Validating mathematical models of the yeast sterol regulatory pathway.
Disorders in human cholesterol regulation can lead to heart disease, the leading cause of death in the United States. We seek to understand the cholesterol regulatory system better by studying the homologous system in fission yeast (Schizosaccharomyces pombe). Using biochemical experiments – done in collaboration with Peter Espenshade of the Department of Cell Biology, JH School of Medicine, and principles from control engineering and dynamical system theory, we are developing, analyzing and validating mathematical models of the yeast sterol regulatory pathway. Our goal is to understand how the components of this pathway work together to achieve several performance objectives, including the maintenance of sterol levels under changing environmental conditions. We expect that this knowledge will lead to improvements in the treatment of cholesterol-related human diseases.

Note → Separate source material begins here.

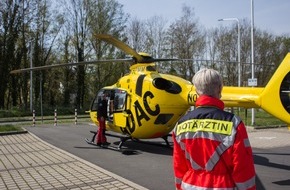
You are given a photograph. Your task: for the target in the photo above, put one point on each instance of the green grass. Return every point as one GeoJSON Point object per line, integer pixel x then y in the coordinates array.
{"type": "Point", "coordinates": [262, 118]}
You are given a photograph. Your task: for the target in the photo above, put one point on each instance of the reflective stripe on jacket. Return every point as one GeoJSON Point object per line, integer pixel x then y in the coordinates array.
{"type": "Point", "coordinates": [212, 149]}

Some publications related to this work are:
1. Porter JR, Burg JS, Espenshade PJ, Iglesias PA. Identifying a static nonlinear structure in a biological system using noisy, sparse data. J Theor Biol. 300:232-41, 2012.
2. Porter JR, Lee CY, Espenshade PJ, Iglesias PA. Regulation of SREBP during hypoxia requires Ofd1-mediated control of both DNA binding and degradation. Mol Biol Cell. 23:3764-74, 2012.
3. Porter JR, Burg JS, Espenshade PJ, Iglesias PA. Ergosterol regulates sterol regulatory element binding protein (SREBP) cleavage in fission yeast. J Biol Chem. 285:41051-61, 2010.